For readers completely new to Vampirella, this is not the story to start with. It opens with the feel of a book already in the middle of a story, with Adam, Vampirella’s squeeze, apparently struggling with a recent acquisition of unknown powers. Plus we are introduced to another character in Vampirella’s entourage who is shown in the end to be her boss, though further details of their relationship and work are lacking.

Overall the story feels rushed. Usually when a book brings in an estranged and vengeful relative, there’s quite a tale to tell, and a quarterly twenty page story isn’t enough space to express that. Therefore Draculina, Vampirella’s sister, manages to relay her past, her present and her nefarious plans for the future in less than two pages. Her rage directed towards Vampirella has a flimsy basis compared to many other revenge ideas, thus giving her fury less impact.

There are also gaps in the plot that detract from understanding and appreciating the story. When they first meet, Vampirella has no recollection of her sister due to an unknown ‘they’ whom removed many of her memories. Somewhere between that moment and their final show-down Vampirella has her memory back, or at least enough of it to dole out a semi-pompous speech on letting go of the anger and moving on with her life. Perhaps she got some of memories restored when she drank the blood of her demon-infused boyfriend who was bonded to Draculina through the dark power, but there was nothing in the art or dialogue which hinted that was the case.

The art is more than decent with defined characters and certain stand-out scenes (possessed boy toy melting the skin off the bad guys definitely ranks). However it did lack that extra bit of detail both in the panel backgrounds and the characters’ faces, which can draw more attention to them and better clarify their emotions. The colors do an excellent job of complementing the mood in each particular panel, and the bright green-on-black eyes of a battle-focused Vampirella was a nice touch.

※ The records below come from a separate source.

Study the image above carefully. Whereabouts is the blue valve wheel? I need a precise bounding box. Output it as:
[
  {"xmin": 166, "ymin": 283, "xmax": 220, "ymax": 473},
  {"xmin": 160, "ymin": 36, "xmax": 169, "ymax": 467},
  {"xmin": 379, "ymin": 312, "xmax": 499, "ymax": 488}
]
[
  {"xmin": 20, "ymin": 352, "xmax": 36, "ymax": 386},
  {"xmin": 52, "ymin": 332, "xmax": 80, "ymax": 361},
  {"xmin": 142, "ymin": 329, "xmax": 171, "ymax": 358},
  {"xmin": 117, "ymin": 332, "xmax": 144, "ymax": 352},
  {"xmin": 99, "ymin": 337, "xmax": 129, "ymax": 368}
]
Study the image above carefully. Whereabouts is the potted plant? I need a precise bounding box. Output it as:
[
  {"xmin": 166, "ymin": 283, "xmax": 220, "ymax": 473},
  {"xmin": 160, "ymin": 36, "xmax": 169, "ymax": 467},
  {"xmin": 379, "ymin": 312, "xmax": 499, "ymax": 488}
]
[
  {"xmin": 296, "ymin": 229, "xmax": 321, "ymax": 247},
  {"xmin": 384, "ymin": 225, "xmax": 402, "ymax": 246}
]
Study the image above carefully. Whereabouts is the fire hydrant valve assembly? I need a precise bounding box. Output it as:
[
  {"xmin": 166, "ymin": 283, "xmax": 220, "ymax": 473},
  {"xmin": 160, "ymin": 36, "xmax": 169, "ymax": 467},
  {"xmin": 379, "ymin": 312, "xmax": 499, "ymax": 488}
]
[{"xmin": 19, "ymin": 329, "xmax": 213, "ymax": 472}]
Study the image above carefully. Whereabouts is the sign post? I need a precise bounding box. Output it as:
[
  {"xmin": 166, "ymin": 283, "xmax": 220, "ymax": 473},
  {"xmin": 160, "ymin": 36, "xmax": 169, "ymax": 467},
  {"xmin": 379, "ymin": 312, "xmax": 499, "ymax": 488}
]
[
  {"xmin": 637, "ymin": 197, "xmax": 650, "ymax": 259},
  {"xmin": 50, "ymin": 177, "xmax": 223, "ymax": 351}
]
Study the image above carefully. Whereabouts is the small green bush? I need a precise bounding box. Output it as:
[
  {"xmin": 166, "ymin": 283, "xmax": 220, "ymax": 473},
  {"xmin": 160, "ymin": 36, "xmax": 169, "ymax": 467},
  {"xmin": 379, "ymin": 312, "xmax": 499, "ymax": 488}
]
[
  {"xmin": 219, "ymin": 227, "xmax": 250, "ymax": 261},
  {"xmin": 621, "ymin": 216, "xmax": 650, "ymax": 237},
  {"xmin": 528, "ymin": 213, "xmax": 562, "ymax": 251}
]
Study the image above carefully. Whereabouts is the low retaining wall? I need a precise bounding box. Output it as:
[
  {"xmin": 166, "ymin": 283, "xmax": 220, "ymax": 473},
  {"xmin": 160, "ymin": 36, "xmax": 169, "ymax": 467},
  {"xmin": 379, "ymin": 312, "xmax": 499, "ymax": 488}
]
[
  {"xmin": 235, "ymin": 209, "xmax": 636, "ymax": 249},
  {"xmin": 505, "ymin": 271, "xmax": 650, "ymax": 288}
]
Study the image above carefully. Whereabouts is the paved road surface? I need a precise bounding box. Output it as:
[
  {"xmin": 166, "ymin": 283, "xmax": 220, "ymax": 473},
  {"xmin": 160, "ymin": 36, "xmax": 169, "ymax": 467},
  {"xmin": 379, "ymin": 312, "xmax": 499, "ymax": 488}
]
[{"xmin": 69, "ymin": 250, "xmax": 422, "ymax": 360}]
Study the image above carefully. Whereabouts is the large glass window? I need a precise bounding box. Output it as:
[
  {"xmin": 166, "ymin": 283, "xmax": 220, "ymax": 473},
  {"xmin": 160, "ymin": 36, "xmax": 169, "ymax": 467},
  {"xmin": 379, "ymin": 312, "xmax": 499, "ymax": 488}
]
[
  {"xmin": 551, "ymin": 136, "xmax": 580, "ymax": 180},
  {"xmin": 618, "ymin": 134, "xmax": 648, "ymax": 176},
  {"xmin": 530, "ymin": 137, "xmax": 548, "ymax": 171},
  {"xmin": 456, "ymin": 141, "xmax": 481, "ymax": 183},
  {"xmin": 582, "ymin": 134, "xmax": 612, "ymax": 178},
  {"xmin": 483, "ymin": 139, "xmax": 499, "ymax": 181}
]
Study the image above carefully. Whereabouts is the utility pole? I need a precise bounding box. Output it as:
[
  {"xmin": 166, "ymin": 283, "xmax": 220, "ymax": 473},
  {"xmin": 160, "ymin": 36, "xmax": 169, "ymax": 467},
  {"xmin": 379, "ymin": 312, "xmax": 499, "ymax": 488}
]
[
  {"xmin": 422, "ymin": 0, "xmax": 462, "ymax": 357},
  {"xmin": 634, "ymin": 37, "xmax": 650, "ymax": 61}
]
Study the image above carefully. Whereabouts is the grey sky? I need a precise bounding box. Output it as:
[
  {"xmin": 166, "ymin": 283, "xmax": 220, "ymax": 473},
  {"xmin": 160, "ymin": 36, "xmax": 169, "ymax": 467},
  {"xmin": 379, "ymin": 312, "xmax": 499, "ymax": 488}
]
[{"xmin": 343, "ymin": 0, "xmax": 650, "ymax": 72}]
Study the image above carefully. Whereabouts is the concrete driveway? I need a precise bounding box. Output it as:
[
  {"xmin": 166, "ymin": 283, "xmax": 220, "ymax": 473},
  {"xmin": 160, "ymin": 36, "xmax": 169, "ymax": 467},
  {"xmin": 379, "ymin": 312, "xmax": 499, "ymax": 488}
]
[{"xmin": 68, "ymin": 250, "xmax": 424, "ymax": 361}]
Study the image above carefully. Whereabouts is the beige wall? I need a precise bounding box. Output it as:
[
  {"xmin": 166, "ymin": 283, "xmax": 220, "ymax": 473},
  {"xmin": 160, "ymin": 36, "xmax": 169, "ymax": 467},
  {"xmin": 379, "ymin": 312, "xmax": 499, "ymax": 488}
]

Vampirella is a character with a lot of potential, given her powers and the people (or hell-beasts) she has in her life, but the story lines need to be more focused in order to make it work. Some more details in the artwork will make a world of difference in an already attractive book. Here’s hoping when Vampirella and Draculina meet again, the resulting story will be the fireworks it should have been here.

Avril Brown


Written by Joshua Hale Fialkov and Drawn by Noah Salonga
Published by
Harris Comics

Vampirella and her resurrected boyfriend Adam are being held captive by a mysterious woman, and being unwilling to speak to her captor, she finds herself at the mercy of a deadly hallucinogen that causes her memories to erupt in torment. Can her love of Adam give her the strength to snap her bonds? Or will she listen to him being tortured back to death?

After an unfortunate conclusion to the first VAMPIRELLA QUARTERLY arc, this issue is a welcome return to form for the book and the character herself. Fialkov has a pretty decent take on Vampirella; she’s smart, strong-willed, and owns her heart and her feelings. And unlike the previous artist he was dealing with, Noah Salonga is a terrific choice for the book. He draws a sexy Vampirella, but he doesn’t get carried away. No porn poses, ridiculous contortions, or panels where it looks like the dialogue bubbles are coming out of her ass. Salonga also did solid work on Xena that had similar merits, showing that he knows how to be a “good girl” artist without being a panderer. We could use more of those.

As with the past issues, there’s also a classic Vampirella adventure restored and reprinted here, and it’s another good one. Written by T. Casey Brennan and drawn by Jose Gonzalez, “Dracula Still Lives” is an excellent tale, and Gonzalez’ artwork continues to be enough of a reason to buy these books. He was churning out some amazing pages 35 years ago, and they really hold up.

Back on track, VAMPIRELLA QUARTERLY is readable once again.